With the introduction of iOS 14, “Safety Recommendations” iPhone and iPad now automatically check passwords stored in Keychain Access. The system carried out similar work before, but at the same time, apparently simple and popular combinations were questioned. Now, iOS detects among them those that could become known to cybercriminals. This function allows the user to change the weak password in time and thereby protect their data.
♥ ON TOPIC: IPhone geolocation settings: what do they affect and which ones can be turned off to save battery power?
Users often use the same passwords to access various services, or choose simple combinations that are easy to guess. Hacking one account puts all others at risk. The origin of this habit is understandable – when there were no tools for storing passwords, you had to rely only on your own memory.
♥ ON TOPIC: How to add a voice notification when iPhone or iPad is charging.
How to check your password for security using the stolen password database in iOS?
Forced password verification for security is enabled in the system once. After activating the function, the system, already in passive mode, will analyze passwords without user intervention. He will only need to respond in case of unreliability of the combination used – to replace it with a new, more complex one. And even with this, iOS will help by offering to create a password that will be difficult to quickly guess. Here’s what you need to do for this.

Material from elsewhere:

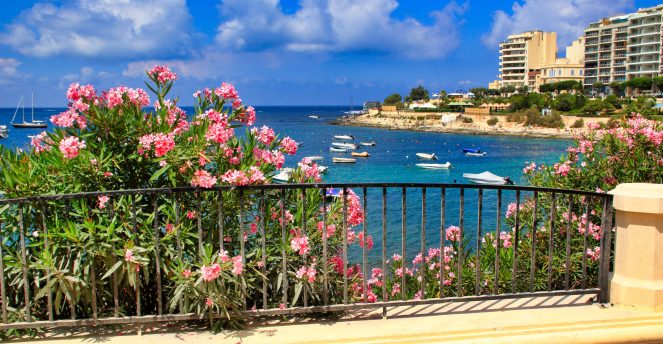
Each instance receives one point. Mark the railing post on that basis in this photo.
(637, 281)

1. Go to Settings → Passwords…
2. Confirm entry to this section using your fingerprint or face scan, go to the section “Safety recommendations“.
3. Activate the switch “Reveal stolen passwords»And just wait for the list of potentially compromised passwords to appear.
4. When you click on the problematic password, you will be presented with detailed information about the suspicion of it.
5. Click on the “Change the password on the website»And go to your account on the website that opens.
6. Change the profile password by noting the Safari browser comments about its strength, or by choosing the strong password suggested by the system. You don’t have to remember it – it will remain in iCloud Keychain and will be automatically entered across all your Apple devices.
7. After confirming the replacement, you need to make sure that your account is no longer listed as unprotected in the “Settings”.
♥ ON TOPIC: Themes for iPhone (new icons): how to change, where to download, how to make money on it…
How does Apple know your password has been compromised?
According to Apple, for such a password check, iOS uses information from specialized resources. They are not officially named, but there are not many of them. One of the most famous of these bases is called Have I Been Pwned. The creators of this resource publish the credentials of already hacked accounts, information about which was found both on open sites and on the darknet. You just need to enter your username or password on the site, and information will immediately appear about their reliability or popularity to strangers. True, apart from the fact of the leak, nothing else can be learned – the credentials are not stored in ready-made and open form. It is likely that Apple gets information about the weakness of your password from this resource.
But do not rush to get upset when you receive disappointing news. The fact that your password is flagged as unreliable by iOS does not mean that your account has been compromised. It is likely that someone else was using this password, and it was his account that was revealed. However, it should be understood that if this data has already ended up in the password database, then the combination will most likely be used by cybercriminals when guessing passwords using tools such as GrayShift or Cellebrite. That is why iOS recommends changing credentials – in matters of security, there can be no unnecessary caution.